Divorce affects children differently at different developmental stages, but preschool-age children (about 3 to 5 years old) are the group most often discussed in relation to its effects. At this age, children have limited understanding of permanence and cause-and-effect and often interpret events through a self-blaming, egocentric lens. They may fear abandonment, worry that they caused the breakup, or become unsettled by changes in routines and caregiving.

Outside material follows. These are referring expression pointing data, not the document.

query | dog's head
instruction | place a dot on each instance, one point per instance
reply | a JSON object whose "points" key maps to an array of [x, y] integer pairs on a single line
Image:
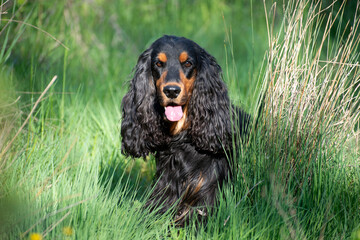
{"points": [[177, 86]]}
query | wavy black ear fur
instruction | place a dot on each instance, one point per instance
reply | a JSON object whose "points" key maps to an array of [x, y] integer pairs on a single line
{"points": [[141, 121], [210, 107]]}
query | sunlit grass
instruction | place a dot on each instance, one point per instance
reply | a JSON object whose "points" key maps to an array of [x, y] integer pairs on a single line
{"points": [[63, 176]]}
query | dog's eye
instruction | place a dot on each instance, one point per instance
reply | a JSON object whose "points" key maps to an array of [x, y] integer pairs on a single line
{"points": [[187, 64], [159, 64]]}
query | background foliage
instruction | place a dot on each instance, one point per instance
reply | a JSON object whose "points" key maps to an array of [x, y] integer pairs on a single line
{"points": [[63, 175]]}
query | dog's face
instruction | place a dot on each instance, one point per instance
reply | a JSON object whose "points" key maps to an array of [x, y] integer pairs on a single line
{"points": [[173, 65]]}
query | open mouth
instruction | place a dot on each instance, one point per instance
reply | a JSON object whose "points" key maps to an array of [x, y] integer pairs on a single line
{"points": [[174, 113]]}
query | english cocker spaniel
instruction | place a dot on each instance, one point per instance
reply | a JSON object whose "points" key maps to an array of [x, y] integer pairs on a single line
{"points": [[178, 109]]}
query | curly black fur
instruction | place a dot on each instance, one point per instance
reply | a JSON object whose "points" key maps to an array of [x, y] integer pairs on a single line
{"points": [[193, 163]]}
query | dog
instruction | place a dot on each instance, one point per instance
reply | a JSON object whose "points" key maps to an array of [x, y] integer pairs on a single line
{"points": [[178, 108]]}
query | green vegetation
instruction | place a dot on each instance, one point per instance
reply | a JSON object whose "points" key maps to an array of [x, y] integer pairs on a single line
{"points": [[65, 65]]}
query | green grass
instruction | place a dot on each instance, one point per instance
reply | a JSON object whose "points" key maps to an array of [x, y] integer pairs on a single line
{"points": [[298, 176]]}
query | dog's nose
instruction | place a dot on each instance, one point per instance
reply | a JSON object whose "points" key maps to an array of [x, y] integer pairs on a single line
{"points": [[172, 91]]}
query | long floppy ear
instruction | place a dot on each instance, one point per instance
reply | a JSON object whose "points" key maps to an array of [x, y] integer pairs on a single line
{"points": [[209, 109], [140, 123]]}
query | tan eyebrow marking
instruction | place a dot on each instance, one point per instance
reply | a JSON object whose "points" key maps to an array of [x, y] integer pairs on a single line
{"points": [[183, 57], [162, 57]]}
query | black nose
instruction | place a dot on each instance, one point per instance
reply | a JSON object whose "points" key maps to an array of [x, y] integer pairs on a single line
{"points": [[172, 91]]}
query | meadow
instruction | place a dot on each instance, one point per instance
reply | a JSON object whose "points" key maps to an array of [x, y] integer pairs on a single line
{"points": [[65, 66]]}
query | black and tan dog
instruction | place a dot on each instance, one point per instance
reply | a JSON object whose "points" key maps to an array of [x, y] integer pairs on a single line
{"points": [[178, 108]]}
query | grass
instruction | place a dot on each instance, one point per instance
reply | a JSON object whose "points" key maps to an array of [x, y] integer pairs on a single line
{"points": [[64, 177]]}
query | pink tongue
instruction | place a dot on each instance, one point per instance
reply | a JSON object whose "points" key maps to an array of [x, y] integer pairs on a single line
{"points": [[173, 113]]}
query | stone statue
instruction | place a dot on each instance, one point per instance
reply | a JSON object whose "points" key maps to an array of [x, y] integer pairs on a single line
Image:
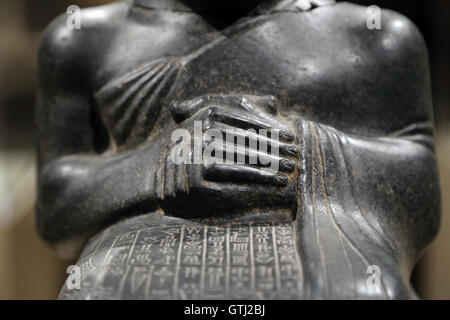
{"points": [[355, 198]]}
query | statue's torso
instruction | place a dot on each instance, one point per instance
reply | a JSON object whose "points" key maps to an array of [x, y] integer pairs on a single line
{"points": [[324, 66]]}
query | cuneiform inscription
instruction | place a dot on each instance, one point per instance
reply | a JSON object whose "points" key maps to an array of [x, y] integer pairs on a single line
{"points": [[242, 261]]}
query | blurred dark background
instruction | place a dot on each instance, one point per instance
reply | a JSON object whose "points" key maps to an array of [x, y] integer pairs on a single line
{"points": [[30, 270]]}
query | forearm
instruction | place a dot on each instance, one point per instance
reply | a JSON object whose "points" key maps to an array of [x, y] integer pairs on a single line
{"points": [[80, 195]]}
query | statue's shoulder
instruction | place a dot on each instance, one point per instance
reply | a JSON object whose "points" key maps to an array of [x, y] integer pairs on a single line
{"points": [[68, 50], [74, 34], [387, 31]]}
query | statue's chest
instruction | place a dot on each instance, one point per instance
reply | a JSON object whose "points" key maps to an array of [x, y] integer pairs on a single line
{"points": [[272, 58]]}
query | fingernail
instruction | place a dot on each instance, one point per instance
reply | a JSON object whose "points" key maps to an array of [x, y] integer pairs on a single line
{"points": [[288, 164], [282, 180], [287, 135], [293, 150]]}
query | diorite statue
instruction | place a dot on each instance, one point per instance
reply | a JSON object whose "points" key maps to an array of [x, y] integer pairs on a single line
{"points": [[355, 198]]}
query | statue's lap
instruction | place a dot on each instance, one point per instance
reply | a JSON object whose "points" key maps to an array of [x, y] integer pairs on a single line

Because preschoolers rely heavily on predictable routines and consistent caregiving to feel secure, disruptions from divorce commonly show up as regressive behaviors (like bed-wetting or power struggles), clinginess, sleep or appetite changes, or new fears and withdrawal. Nursing care centers on reassuring the child, keeping routines as stable as possible, and giving simple, honest explanations about what is changing. Involving both caregivers in the discussion and maintaining ongoing, sensitive support helps the child adapt and reduces anxiety.

While infants, school-age children, and adolescents experience their own stress responses to divorce, the clear, observable patterns and practical nursing strategies are most commonly linked to early childhood, which is why this age group is emphasized in discussions of divorce effects in pediatric nursing.